= Edward Frederick Crippin =

Edward Frederick Crippin (17 May 1848 – 3 February 1892) was an English businessman.

Crippin was born at 13 Tonman Street, Manchester, Lancashire. His father William Crippin (1815–1879) was a coal agent and his mother Sarah Crippin (née Brettargh) (1815–1874) was a housewife. He eventually took over his father's business, Bryn Hall Colliery, Bryn, Ashton-in-Makerfield, near Wigan. Crippen was a successful businessman who never married.

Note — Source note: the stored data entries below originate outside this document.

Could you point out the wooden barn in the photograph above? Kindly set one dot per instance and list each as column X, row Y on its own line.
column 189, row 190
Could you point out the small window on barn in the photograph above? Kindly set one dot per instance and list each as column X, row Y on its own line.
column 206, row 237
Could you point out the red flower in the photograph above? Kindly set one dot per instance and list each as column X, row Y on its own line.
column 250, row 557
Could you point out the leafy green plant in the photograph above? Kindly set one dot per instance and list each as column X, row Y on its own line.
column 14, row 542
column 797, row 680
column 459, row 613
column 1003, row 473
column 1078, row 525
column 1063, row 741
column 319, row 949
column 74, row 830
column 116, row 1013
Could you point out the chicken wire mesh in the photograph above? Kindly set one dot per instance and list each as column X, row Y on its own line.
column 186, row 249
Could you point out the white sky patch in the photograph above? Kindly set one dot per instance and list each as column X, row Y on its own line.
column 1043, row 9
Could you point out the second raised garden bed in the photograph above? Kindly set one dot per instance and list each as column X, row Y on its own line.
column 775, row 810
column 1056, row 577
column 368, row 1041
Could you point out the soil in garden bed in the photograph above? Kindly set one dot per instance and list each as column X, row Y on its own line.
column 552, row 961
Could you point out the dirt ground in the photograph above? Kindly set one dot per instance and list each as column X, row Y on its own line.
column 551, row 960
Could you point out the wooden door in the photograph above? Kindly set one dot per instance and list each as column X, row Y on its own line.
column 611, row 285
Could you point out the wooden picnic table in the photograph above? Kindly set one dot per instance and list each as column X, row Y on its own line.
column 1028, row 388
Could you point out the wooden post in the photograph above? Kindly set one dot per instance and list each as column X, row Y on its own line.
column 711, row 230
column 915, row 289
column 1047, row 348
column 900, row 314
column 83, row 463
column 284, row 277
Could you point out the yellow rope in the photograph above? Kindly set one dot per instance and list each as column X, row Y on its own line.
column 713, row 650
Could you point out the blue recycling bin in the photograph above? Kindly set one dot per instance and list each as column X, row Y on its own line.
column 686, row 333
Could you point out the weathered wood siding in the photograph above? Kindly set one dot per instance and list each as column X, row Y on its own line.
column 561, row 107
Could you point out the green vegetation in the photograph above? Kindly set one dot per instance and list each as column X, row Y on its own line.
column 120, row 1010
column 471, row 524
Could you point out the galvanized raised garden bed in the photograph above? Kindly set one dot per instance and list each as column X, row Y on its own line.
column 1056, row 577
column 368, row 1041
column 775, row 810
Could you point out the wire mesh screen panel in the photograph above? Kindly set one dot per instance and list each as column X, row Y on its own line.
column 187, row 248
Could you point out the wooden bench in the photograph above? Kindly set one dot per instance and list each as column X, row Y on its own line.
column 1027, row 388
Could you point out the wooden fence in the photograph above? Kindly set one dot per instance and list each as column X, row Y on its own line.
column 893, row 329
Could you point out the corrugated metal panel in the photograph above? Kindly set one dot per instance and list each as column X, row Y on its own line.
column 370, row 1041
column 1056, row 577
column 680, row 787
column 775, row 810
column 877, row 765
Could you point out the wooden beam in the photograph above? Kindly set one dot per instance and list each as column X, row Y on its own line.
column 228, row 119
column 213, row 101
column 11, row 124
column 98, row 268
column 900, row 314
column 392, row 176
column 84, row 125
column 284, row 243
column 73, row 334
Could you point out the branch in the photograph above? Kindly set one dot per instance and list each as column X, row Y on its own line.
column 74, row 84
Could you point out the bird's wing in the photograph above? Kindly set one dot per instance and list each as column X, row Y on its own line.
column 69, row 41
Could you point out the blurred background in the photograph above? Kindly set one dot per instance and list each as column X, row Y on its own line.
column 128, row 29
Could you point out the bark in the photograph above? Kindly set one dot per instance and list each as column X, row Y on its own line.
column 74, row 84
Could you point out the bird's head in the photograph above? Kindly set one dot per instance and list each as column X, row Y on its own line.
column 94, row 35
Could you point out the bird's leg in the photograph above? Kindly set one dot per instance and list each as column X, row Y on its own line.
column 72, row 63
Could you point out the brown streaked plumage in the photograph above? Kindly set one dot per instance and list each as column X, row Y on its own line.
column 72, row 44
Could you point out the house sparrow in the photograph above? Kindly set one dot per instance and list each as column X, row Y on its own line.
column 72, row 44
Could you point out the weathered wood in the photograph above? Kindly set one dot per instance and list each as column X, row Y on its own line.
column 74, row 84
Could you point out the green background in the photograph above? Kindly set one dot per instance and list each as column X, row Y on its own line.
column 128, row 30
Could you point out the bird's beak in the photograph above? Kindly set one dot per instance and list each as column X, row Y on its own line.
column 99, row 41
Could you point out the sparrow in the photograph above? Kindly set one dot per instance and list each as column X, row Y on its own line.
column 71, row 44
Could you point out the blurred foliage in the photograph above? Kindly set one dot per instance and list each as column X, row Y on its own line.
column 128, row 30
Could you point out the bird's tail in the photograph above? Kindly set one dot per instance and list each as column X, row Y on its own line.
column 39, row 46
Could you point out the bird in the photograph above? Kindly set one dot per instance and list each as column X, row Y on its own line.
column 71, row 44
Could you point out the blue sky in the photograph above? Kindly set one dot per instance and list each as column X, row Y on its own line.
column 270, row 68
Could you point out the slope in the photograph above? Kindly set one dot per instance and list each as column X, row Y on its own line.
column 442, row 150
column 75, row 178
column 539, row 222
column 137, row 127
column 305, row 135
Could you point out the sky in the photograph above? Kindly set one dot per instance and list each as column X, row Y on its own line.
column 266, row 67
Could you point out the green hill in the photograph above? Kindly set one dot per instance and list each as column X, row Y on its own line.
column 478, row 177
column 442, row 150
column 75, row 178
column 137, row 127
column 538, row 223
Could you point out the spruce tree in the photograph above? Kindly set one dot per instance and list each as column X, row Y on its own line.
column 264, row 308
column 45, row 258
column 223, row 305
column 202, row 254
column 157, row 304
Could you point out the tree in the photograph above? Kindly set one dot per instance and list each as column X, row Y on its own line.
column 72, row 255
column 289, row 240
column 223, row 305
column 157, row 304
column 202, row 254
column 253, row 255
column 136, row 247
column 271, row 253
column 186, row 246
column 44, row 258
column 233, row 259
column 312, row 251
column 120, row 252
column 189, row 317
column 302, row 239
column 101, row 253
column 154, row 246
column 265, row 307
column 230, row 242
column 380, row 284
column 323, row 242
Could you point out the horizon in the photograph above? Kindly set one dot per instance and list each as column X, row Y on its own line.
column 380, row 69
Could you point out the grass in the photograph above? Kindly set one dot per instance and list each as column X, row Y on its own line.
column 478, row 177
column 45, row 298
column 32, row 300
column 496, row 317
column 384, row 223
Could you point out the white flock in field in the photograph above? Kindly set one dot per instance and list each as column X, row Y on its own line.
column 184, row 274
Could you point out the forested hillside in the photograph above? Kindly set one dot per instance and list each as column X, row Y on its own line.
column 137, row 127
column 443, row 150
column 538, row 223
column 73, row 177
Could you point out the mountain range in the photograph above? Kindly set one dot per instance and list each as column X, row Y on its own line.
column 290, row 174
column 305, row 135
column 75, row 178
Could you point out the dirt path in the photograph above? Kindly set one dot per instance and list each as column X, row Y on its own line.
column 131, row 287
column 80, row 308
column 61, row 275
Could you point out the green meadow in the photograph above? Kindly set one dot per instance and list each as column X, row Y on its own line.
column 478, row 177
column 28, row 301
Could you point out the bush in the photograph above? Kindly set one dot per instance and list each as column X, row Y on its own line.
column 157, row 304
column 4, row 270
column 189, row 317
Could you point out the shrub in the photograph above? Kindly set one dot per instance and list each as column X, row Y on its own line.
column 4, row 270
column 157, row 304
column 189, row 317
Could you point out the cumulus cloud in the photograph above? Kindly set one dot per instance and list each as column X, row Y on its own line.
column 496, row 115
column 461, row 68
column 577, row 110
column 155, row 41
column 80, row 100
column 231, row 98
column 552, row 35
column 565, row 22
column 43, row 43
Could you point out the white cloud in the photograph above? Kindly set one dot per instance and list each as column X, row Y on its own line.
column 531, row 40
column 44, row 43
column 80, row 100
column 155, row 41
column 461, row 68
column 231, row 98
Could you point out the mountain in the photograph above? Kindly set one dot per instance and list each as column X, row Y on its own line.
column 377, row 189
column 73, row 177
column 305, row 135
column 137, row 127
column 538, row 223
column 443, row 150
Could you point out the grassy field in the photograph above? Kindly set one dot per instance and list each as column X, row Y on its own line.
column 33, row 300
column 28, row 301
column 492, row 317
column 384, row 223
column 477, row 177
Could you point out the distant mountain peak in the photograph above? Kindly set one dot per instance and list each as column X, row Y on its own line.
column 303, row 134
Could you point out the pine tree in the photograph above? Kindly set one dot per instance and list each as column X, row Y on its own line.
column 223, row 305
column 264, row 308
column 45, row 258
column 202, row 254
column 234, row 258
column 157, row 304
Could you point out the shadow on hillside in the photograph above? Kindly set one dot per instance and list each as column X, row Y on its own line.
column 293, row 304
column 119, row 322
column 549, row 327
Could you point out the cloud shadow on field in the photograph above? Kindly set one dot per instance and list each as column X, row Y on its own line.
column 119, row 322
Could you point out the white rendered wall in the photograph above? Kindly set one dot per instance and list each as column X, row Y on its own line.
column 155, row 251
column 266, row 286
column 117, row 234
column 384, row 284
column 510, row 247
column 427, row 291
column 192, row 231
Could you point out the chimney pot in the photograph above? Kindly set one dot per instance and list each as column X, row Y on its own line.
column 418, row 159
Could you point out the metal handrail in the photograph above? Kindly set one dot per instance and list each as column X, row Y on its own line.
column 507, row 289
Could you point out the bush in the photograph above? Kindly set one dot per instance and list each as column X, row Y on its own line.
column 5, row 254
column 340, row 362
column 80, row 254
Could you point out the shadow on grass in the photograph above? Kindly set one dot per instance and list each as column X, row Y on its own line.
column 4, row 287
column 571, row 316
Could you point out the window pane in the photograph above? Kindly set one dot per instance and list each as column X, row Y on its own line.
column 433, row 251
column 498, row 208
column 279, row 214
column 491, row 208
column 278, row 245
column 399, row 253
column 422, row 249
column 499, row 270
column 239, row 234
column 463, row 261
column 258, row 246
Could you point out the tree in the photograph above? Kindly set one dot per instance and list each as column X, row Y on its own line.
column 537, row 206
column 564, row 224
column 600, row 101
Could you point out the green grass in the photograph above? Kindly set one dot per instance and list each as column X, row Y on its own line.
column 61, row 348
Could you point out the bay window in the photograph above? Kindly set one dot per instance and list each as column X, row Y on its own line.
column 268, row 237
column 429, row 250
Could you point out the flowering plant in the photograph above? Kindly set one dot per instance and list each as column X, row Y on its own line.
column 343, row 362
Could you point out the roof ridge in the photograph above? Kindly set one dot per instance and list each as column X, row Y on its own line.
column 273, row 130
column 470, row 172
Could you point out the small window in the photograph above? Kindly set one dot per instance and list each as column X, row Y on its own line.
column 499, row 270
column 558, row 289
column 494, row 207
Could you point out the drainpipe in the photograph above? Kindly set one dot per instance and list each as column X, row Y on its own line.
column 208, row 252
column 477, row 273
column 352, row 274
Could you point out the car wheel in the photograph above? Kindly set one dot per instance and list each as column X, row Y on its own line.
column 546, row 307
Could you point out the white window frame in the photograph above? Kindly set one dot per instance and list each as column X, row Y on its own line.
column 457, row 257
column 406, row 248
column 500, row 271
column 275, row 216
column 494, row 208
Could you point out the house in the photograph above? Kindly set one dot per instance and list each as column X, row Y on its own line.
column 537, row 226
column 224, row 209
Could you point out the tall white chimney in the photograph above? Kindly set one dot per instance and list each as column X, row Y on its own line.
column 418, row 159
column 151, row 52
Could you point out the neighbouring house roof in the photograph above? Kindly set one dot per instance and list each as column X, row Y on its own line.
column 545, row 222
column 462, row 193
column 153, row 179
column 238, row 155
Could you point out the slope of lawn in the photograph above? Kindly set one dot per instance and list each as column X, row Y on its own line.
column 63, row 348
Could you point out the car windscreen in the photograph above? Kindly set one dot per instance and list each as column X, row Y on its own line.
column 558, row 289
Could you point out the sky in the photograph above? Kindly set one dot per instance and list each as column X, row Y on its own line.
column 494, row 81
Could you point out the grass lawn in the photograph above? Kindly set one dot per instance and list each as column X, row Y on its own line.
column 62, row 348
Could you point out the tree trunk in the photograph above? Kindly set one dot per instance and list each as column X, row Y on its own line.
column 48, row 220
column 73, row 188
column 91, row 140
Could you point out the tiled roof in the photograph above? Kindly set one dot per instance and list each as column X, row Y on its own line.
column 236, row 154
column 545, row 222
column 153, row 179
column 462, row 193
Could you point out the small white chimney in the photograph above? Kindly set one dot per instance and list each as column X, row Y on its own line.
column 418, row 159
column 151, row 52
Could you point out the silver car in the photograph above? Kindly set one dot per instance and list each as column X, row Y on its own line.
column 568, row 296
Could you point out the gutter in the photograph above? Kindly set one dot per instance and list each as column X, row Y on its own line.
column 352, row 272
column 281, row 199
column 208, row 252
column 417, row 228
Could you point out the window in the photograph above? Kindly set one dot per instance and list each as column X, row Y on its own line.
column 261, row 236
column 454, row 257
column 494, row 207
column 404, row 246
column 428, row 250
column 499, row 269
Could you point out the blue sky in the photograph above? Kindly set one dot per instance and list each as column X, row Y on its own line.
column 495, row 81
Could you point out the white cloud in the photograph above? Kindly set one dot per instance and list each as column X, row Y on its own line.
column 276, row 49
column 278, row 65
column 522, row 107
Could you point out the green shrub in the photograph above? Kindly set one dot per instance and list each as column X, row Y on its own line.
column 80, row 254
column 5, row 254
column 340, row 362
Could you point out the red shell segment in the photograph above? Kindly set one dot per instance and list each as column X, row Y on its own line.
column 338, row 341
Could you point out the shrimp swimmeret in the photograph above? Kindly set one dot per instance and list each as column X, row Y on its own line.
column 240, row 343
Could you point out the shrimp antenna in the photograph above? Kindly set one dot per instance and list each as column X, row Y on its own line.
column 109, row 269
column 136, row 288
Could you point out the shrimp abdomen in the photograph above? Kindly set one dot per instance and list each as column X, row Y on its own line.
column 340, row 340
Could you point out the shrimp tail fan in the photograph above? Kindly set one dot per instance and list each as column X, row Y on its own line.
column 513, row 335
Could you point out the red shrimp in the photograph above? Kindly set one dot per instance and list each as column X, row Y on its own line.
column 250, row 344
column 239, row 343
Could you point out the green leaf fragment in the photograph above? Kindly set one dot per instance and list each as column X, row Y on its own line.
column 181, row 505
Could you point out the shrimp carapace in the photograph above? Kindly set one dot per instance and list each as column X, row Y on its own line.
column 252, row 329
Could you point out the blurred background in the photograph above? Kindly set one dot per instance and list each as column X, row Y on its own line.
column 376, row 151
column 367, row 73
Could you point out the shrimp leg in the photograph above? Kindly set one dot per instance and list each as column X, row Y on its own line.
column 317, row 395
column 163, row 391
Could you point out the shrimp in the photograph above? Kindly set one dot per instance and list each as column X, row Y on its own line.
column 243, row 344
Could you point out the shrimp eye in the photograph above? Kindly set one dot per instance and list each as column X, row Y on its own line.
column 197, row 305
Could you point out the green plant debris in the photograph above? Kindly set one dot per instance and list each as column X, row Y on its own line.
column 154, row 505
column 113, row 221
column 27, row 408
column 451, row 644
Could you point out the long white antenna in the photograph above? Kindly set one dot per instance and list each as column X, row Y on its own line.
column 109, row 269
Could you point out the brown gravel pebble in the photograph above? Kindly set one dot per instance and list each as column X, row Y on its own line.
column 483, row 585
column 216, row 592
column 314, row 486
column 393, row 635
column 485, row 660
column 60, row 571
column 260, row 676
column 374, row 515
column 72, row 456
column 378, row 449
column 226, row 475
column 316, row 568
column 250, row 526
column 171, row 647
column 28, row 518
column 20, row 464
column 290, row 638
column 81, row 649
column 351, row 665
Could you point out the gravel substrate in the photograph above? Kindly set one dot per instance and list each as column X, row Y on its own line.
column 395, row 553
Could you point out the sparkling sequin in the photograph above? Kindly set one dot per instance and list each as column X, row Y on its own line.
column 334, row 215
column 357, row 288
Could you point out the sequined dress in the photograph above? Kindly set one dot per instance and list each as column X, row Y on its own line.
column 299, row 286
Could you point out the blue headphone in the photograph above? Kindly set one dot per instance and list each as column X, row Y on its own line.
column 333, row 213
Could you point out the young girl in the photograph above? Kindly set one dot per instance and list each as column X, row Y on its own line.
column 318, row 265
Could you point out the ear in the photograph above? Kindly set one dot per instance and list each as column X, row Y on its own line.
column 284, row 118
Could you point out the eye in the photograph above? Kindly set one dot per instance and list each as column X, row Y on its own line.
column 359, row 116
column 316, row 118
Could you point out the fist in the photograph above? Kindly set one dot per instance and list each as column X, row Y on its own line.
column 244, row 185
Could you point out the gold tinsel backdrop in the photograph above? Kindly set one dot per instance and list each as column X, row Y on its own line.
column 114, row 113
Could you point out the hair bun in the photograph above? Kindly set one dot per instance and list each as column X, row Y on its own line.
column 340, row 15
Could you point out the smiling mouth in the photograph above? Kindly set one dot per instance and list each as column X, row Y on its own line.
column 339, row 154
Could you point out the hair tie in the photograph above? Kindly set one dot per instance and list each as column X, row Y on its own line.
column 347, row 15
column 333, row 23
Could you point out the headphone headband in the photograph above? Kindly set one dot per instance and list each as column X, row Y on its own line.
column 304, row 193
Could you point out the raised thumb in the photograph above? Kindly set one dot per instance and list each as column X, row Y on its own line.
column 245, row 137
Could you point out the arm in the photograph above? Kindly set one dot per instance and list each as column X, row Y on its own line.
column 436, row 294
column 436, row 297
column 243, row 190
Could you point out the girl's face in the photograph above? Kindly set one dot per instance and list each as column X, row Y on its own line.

On 22 August 1890 in Wigan, Crippen was involved in what The Wigan Observer And District Advertiser described as an "Exciting Scene in Wallgate":

"About noon yesterday (Friday), an exciting scene was witnessed in Wallgate, near the end of Queen-street. A girl named Ellen Moore, 13 years of age, of 54, Clayton-street, Wigan, was crossing the road, carrying a child two years of age, when she was knocked down by a hansom cab owned by Mr. Crippin, Bryn. The girl's attention was evidently attracted by something coming up Wallgate, for she did not appear to hear the cries of the driver of the cab, and before he could stop his horse the girl was knocked down and the wheels of the vehicle had passed over her legs. The baby was in great danger, and the spectators shrieked as they saw it down and the vehicle advancing. Fortunately Police-constable Wilkinson was at hand, and by his presence of mind and prompt action the child's life was saved. Springing forward he seized the horse and stopped it, just as the wheel of the cab was about to pass over the child's neck. Mr. Crippin was in the cab going to the London and North-Western Station, and he alighted and told the officer to get a doctor and he would pay the expense. When he had gone to the station, Mr. Crippin sent his cab back to take the girl and child home. The girl was taken to the surgeries of Dr. Berry and Dr. Bradbury, but they were not in, and they were removed home and attended by Dr. Timothy. No bones were broken, but the girl's left knee was badly injured, and the child's forehead was hurt. The cab was driven by Bernard Doodge, but he was in no way to blame for the accident."

Bryn Hall at Ashton in Makerfield was the Crippin family home while they ran the colliery. Edward Crippen lived at Bryn Hall until the 1890 incident after which he was frowned on by local residents. As a result he moved to Bank Hall, Bretherton and travelled to Ashton in Makerfield to run his business.

Crippin's memorial at Manchester Crematorium gives his address at the time of death as Bryn Hall where he lived at the time of the 1881 census. The 1891 census shows he moved to Bank Hall, Bretherton where he died of pneumonia on 3 February 1892 aged 44. His cremation took place at Woking Crematorium, Surrey.